Density Functional Theory in Transition-Metal Chemistry:  Relative Energies of Low-Lying States of Iron Compounds and the Effect of Spatial Symmetry Breaking

The ground and lower excited states of Fe2, Fe2(-), and FeO(+) were studied using a number of density functional theory (DFT) methods. Specific attention was paid to the relative state energies, the internuclear distances (re), and the harmonic vibrational frequencies (ωe). A number of factors influencing the calculated values of these properties were examined. These include basis sets, the nature of the density functional chosen, the percentage of Hartree-Fock exchange in the density functional, and constraints on orbital symmetry. A number of different types of generalized gradient approximation (GGA) density functionals (straight GGA, hybrid GGA, meta-GGA, and hybrid meta-GGA) were examined, and it was found that the best results were obtained with hybrid GGA or hybrid meta-GGA functionals that contain nonzero fractions of HF exchange; specifically, the best overall results were obtained with B3LYP, M05, and M06, closely followed by B1LYP. One significant observation was the effect of enforcing symmetry on the orbitals. When a degenerate orbital (π or δ) is partially occupied in the (4)Φ excited state of FeO(+), reducing the enforced symmetry (from C6v to C4v to C2v) results in a lower energy since these degenerate orbitals are split in the lower symmetries.
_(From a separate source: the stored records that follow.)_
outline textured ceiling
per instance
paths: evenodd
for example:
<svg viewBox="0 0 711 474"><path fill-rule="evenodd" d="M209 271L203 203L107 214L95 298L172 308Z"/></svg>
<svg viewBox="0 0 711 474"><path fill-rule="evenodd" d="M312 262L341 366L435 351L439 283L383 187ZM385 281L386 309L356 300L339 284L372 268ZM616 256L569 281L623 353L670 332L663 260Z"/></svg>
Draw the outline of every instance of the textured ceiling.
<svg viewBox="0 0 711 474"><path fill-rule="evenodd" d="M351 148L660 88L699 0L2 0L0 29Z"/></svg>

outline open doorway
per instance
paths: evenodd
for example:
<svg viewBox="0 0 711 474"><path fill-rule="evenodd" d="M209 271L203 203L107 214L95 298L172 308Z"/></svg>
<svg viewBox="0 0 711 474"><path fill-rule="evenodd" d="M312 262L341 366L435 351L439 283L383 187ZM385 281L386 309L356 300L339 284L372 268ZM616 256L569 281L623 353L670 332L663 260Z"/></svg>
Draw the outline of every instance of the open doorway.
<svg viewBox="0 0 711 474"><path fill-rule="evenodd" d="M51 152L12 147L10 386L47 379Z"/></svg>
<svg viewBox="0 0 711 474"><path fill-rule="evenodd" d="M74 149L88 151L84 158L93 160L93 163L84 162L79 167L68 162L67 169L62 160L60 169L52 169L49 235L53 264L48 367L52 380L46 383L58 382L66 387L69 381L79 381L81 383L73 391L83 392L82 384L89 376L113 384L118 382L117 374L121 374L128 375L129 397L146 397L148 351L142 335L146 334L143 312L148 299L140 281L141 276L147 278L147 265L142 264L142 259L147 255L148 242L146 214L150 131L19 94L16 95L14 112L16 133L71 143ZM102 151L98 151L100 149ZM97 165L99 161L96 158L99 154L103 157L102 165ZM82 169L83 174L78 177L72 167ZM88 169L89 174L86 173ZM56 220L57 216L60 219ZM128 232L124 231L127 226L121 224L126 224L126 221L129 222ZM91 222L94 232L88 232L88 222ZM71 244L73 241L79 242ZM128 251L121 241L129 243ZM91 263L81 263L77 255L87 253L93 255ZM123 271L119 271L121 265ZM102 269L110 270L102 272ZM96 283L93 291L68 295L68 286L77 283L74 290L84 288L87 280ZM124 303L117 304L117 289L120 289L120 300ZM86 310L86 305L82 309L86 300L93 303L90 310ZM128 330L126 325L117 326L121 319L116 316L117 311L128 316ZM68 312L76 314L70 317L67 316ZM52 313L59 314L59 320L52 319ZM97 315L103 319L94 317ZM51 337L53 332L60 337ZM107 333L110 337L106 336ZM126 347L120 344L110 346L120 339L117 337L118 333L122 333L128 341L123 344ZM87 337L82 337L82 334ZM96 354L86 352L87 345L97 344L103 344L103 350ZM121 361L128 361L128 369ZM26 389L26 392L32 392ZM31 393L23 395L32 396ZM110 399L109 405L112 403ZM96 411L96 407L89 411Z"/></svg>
The results obtained were compared to higher level ab initio results from the literature and to recent PBE+U plane wave results by Kulik et al. (Phys. Rev. Lett. 2006, 97, 103001). It was found that some of the improvements that were afforded by the semiempirical +U correction can also be accomplished by improving the form of the DFT functional and, in one case, by not enforcing high symmetry on the orbitals.